The density must lie somewhere between the density of the black hole
and the interstellar density. The latter is between 100/cm3 and
1e12/cm3.
Reasonable to assume it is lower or equal to the density of the black
hole.
What is needed here is a full model for quasars evolving into galaxies.
Some general observations:
* Small quasars have gravitational redshift, the Eddington sphere is
close to the Schwartzchild radius.
* Stars typically form further out from the Eddington sphere and hence
are subject to reduced redshift.
* de Sitter Space exhibits blue shift as well as redshift. We may be
seeing the dust of some galaxies and mistaking it for stars.
If we assume that all redshift is cosmological, then the result is
that the stars around small quasars will appear blue-shifted.
.. image:: images/blueshift
6/3/2025
========
Simulations of de Sitter Space show that redshift is only a weak
indicator of distance, or rather asymptotically an indicator of
distance.
This applies to blueshift too, where, the higher the blueshift, the
closer the source is to the Hubble radius. As with redshift, this
is only an asymptotic relationship.
The glowing dust of a high blueshift source may be mistaken for a
redshifted view of the stars in a galaxy.
Perhaps the green valley is in part due to whether we are seeing the
dust or the stars of a galaxy?
This is one area the JWST can contribute significantly. Observations
of nearby galaxies at different wavelengths should help us refine our
classifications of galaxies.
24/3/2025
=========
There is a new release of data from the Dark Energy Spectrographic Instrument (DESI).
Observations are classified in various categories.
ELG, LRG, BGS, QSO
Emission Line Galaxy
Luminous Red Galaxy
Bright Galaxy Survey
Quasar Stellar Objects
DESI data release 2
It is going to be very interesting to explore the DESI data sets with
the perspective of the Geometry of the Universe.

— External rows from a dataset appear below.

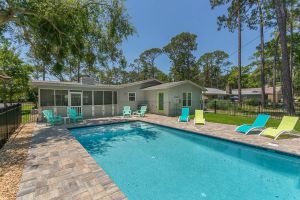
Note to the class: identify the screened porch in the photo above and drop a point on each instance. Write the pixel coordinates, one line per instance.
(91, 103)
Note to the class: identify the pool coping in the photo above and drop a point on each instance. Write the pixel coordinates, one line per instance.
(32, 179)
(266, 148)
(70, 174)
(229, 140)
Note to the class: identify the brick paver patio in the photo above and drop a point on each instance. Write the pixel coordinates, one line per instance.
(58, 167)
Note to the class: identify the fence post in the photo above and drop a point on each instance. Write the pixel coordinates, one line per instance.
(215, 107)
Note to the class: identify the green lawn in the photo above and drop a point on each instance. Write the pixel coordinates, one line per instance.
(239, 120)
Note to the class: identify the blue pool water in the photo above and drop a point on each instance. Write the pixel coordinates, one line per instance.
(153, 162)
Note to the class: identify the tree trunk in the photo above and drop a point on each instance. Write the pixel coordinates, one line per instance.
(274, 71)
(291, 40)
(239, 55)
(78, 73)
(262, 53)
(44, 72)
(286, 76)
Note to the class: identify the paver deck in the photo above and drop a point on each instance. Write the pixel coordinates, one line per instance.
(58, 167)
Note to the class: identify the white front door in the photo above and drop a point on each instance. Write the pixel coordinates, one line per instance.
(76, 101)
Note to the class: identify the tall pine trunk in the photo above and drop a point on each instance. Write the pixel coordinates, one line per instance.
(78, 72)
(291, 42)
(286, 75)
(274, 71)
(239, 55)
(262, 53)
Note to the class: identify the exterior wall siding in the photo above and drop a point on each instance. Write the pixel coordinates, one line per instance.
(176, 95)
(172, 101)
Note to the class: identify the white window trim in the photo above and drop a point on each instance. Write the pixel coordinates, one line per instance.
(134, 96)
(187, 99)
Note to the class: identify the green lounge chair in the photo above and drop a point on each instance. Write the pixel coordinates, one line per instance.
(74, 116)
(199, 117)
(126, 111)
(142, 111)
(185, 114)
(259, 123)
(51, 118)
(286, 126)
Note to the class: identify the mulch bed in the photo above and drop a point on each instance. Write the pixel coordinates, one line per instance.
(12, 158)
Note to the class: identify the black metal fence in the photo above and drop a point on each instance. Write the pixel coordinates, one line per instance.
(29, 112)
(277, 111)
(10, 120)
(12, 116)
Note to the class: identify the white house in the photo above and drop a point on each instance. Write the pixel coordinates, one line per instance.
(100, 100)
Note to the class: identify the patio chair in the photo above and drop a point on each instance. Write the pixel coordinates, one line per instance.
(286, 126)
(51, 118)
(259, 123)
(74, 115)
(126, 111)
(185, 114)
(142, 111)
(199, 118)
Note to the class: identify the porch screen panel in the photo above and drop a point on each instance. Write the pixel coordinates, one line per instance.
(75, 99)
(87, 98)
(46, 97)
(61, 97)
(98, 97)
(115, 97)
(107, 97)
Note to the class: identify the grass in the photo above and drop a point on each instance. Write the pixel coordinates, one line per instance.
(26, 112)
(239, 120)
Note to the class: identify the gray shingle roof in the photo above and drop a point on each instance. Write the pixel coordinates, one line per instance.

The central idea is that as the size of the central black hole grows,
so does the ratio of the radius of the Eddington sphere to the
Schwartzchild radius.
So small quasars exhibit significant redshift. Some of the luminous
red galaxies are likely nearby quasars.
When the light comes from the accretion disk it is harder to extract a
detailed spectrum, in short spectral lines are blurred.

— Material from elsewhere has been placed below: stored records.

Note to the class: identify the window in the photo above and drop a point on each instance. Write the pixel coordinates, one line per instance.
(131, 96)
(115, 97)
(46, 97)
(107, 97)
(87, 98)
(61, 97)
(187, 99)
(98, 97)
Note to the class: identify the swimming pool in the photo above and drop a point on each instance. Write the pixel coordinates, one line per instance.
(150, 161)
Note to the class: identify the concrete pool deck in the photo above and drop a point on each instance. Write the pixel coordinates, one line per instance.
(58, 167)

See :ref:`gotu.desi` for tools to download DESI data.
2/5/25
======
I have been using the View object here to explore the DESI data, in
particular the distribution of observations by redshift and magnitude.
The DESI data release 1 paper has been invaluable in understanding the
data set: https://arxiv.org/abs/2503.14745
The pictures produced are fascinating.
.. image:: images/bgs.png
x-axis is the redshift, y-axis magnitude (FLUX_Z).

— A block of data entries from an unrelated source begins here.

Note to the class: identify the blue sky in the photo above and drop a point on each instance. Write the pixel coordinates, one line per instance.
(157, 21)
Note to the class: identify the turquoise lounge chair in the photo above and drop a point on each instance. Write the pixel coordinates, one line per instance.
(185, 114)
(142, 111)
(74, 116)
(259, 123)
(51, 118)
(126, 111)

Zooming out, and including Luminous Red Galaxies, we get this image:
.. image:: images/bgslrg.png
Here we see the green valley from another angle. Most of the galaxies
we see are either bright (=blue) and near, or more distant and red.
There appears to have been a transition and there do not seem to be
many in-between galaxies.
There is another curiosity. The DESI also includes emission line
galaxies. These are galaxies for which emission lines for various
elements are clearly evident.
Here is the image for emission line galaxies:
.. image:: images/elg.png
The curiosity here is that the vast majority of emission line galaxies
are lower magnitude.
Rourke's quasar-galaxy model proposes that quasars are in fact baby
galaxies and as their central black hole grows by slow accretion they
become mature galaxies.
Further, the model notes that the light from the central black hole
can be arbitrarily close to the black hole, giving it arbitrarily
large red-shift.
The redshift at the Eddington sphere depends on the temperature and
density of the medium.
If we assume that the temperature and density of the medium is similar
across the galaxy spectrum, then the gravitational redshift turns out
to be inversely proportional to the central mass.
Now think again about the DESI data. Figure 1, from the DESI
collaboration paper on data release 1 shows a stunning image of the
various layers of the visible universe:
.. image:: images/desifig1.png
At low redshifts, we see the bright galaxies, around redshift 0.25 we
move into a region of luminous red galaxies. Then we reach the
emission line galaxies at redshifts 1-1.8 and finally, quasars
redshifts 2-4.
Figure 7 from the same paper shows mean spectra at several redshifts:
0.2, 0.7, 1.2, 1.5 and 2.65 across this range.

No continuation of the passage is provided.